# cheapest gprs plan



## harshit099 (Apr 1, 2010)

what is cheapest unlimited gprs plan by any mobile service provider in u.p.

also this plan support laptop surfing via mobile gprs.


----------



## gopi_vbboy (Apr 1, 2010)

AIRCEL pocket internet...98 a month

first try speed using 14rs -3day pack....then if its ok...njoy



bsnl 3g has cheap plan 1paise/10kb


i heard airtel also has some new one...but airtel is costly affair..


----------



## khmadhu (Apr 1, 2010)

well, Idea also has 99 pm, unlimited.(no downloading),just browsing..

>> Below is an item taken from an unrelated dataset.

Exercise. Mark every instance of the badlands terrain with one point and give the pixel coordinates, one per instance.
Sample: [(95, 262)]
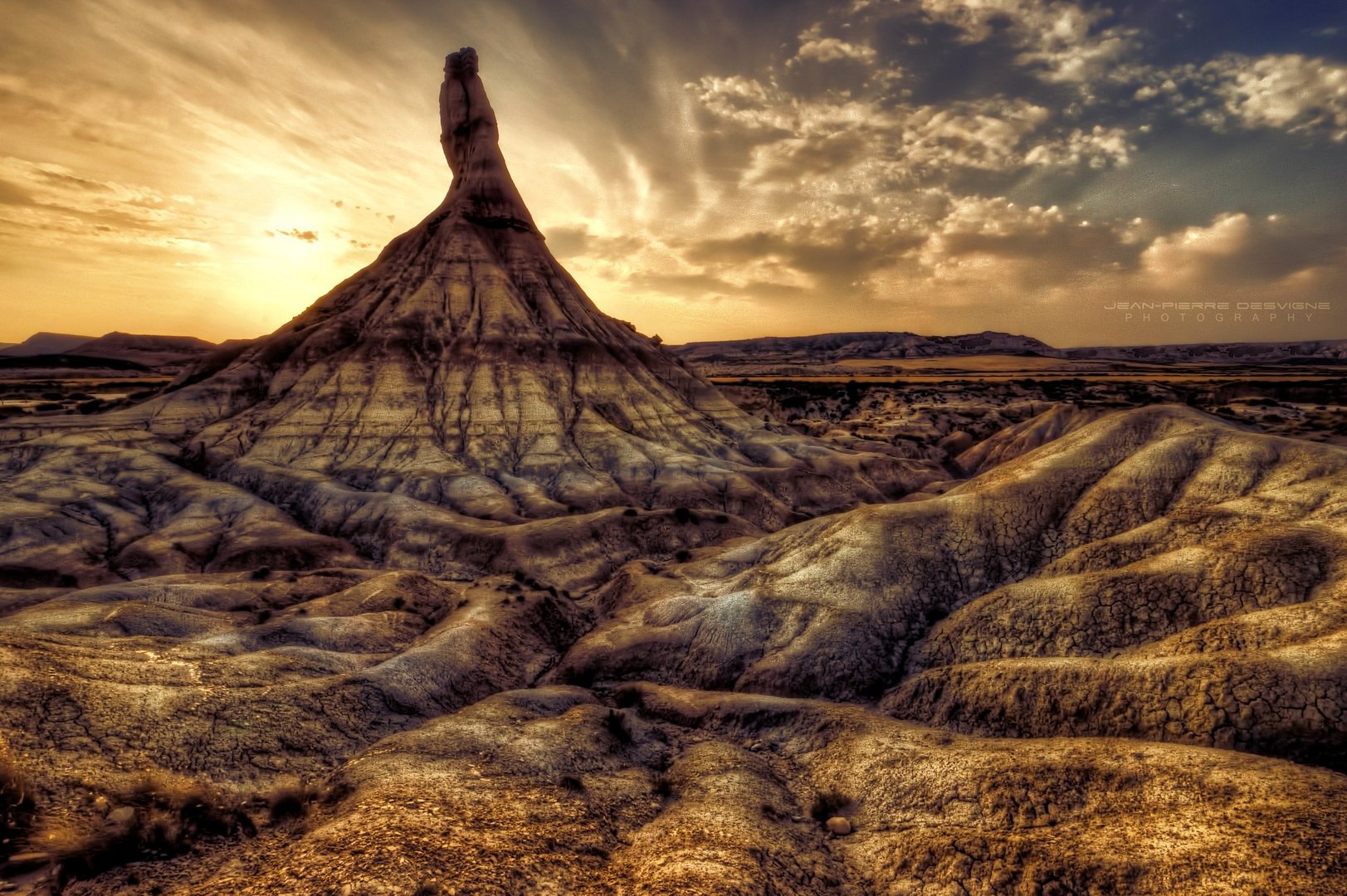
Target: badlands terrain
[(457, 585)]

in other way it's also has a plan for 49 pm plan where only WAP services are unlimited.


----------



## Asesh (Apr 2, 2010)

hey, aircel now gives a plan of Rs.14 recharge(or Rs.98)----Pocket Internet.......the one that dhoni advertises


----------



## ankushkool (Apr 7, 2010)

Docomo is cheapest, 48pm unlimited browsing, even de speeds are good.


----------



## Revolution (Apr 9, 2010)

ankushkool said:


> Docomo is cheapest, 48pm unlimited browsing, even de speeds are good.



Nope,100MB limit for day time and 2GB limit for night time.
Both for 30 days.....


----------